In genetics, coalescent theory is a retrospective model of population genetics. It employs a sample of individuals from a population to trace all alleles of a gene shared by all members of the population to a single ancestral copy, known as the most recent common ancestor (MRCA; sometimes also termed the co-ancestor to emphasize the coalescent relationship). The inheritance relationships between alleles are typically represented as a gene genealogy, similar in form to a phylogenetic tree. This gene genealogy is also known as the coalescent; understanding the statistical properties of the coalescent under different assumptions forms the basis of coalescent theory. The coalescent runs models of genetic drift backward in time to investigate the genealogy of antecedents. In the most simple case, coalescent theory assumes no recombination, no natural selection, and no gene flow or population structure. Advances in coalescent theory, however, allow extension to the basic coalescent, and can include recombination, selection, and virtually any arbitrarily complex evolutionary or demographic model in population genetic analysis. The mathematical theory of the coalescent was originally developed in the early 1980s by John Kingman.

 

Theory

Consider two distinct haploid organisms who differ at a single nucleotide. By tracing the ancestry of these two individuals backwards there will be a point in time when the most recent common ancestor (MRCA) is encountered and the two lineages will have coalesced.

 

Time to coalescence

A useful analysis based on coalescence theory seeks to predict the amount of time elapsed between the introduction of a mutation and the arising of a particular allele or gene distribution in a population. This time period is equal to how long ago the most recent common ancestor existed.

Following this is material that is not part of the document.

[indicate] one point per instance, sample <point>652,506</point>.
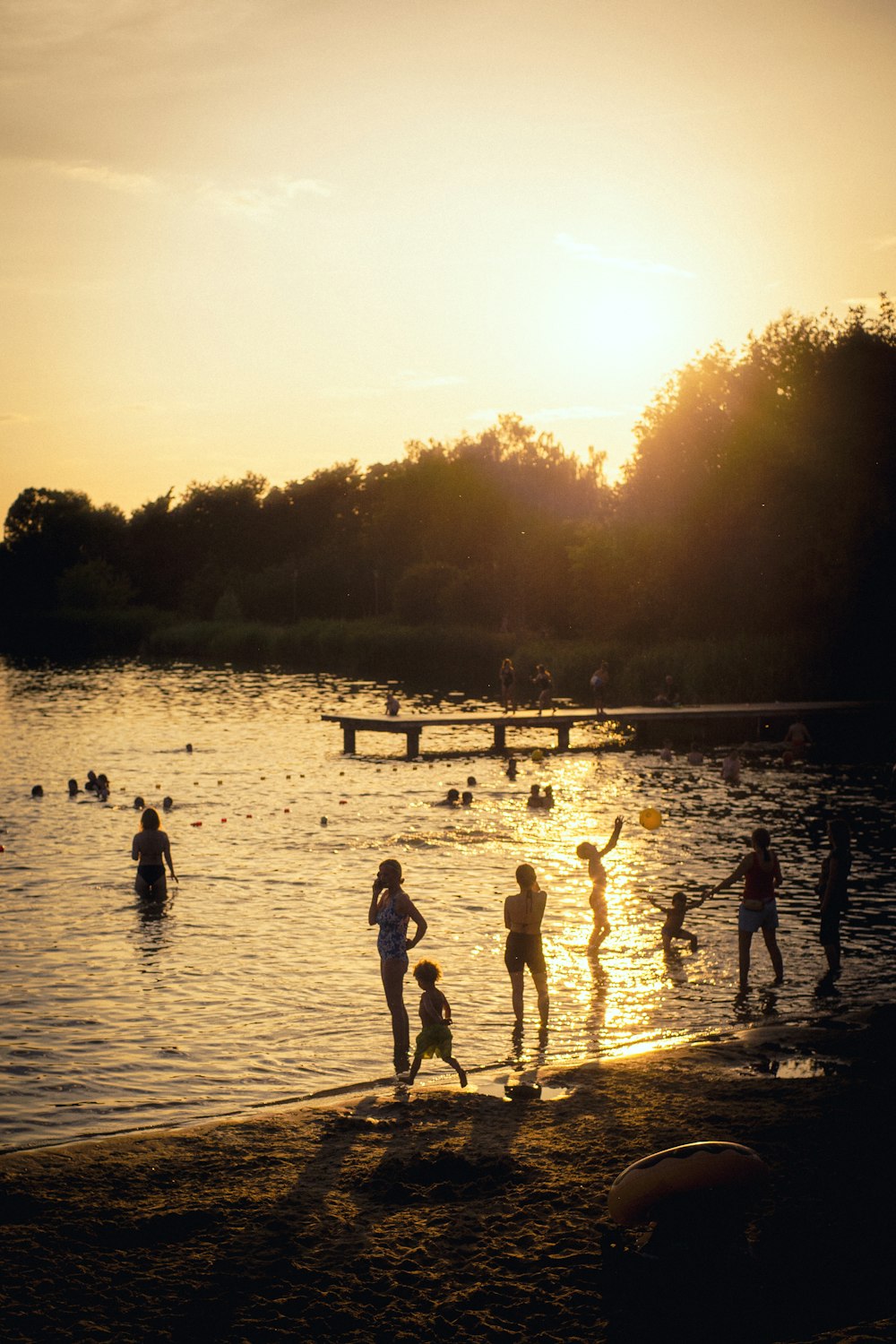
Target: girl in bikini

The probability that two lineages coalesce in the immediately preceding generation is the probability that they share a parent. In a diploid population of constant size with 2N copies of each locus, there are 2N "potential parents" in the previous generation, so the probability that two alleles share a parent is 1/(2N) and correspondingly, the probability that they do not coalesce is 1 − 1/(2N).

 

Graphical representation

Coalescents can be visualised using dendrograms which show the relationship of branches of the population to each other. The point where two branches meet indicates a coalescent event.

 

Applications

Disease gene mapping

The utility of coalescent theory in the mapping of disease is slowly gaining more appreciation; although the application of the theory is still in its infancy, there are a number of researchers who are actively developing algorithms for the analysis of human genetic data that utilise coalescent theory.

 

History

Coalescent theory is a natural extension of the more classical population genetics concept of neutral evolution and is an approximation to the Fisher-Wright (or Wright-Fisher) model for large populations. It was ‘discovered’ independently by several researchers in the 1980’s, but the definitive formalisation is attributed to Kingman. Major contributions to the development of coalescent theory have been made by Peter Donnelly, Robert Griffiths, Richard R Hudson and Simon Tavaré. This has included incorporating variations in population size, recombination and selection. In 1999 Jim Pitman and Serik Sagitov independently introduced coalescent processes with multiple collisions of ancestral lineages. Shortly later the full class of exchangeable coalescent processes with simultaneous multiple mergers of ancestral lineages was discovered by Martin Möhle and Serik Sagitov and Jason Schweinsberg.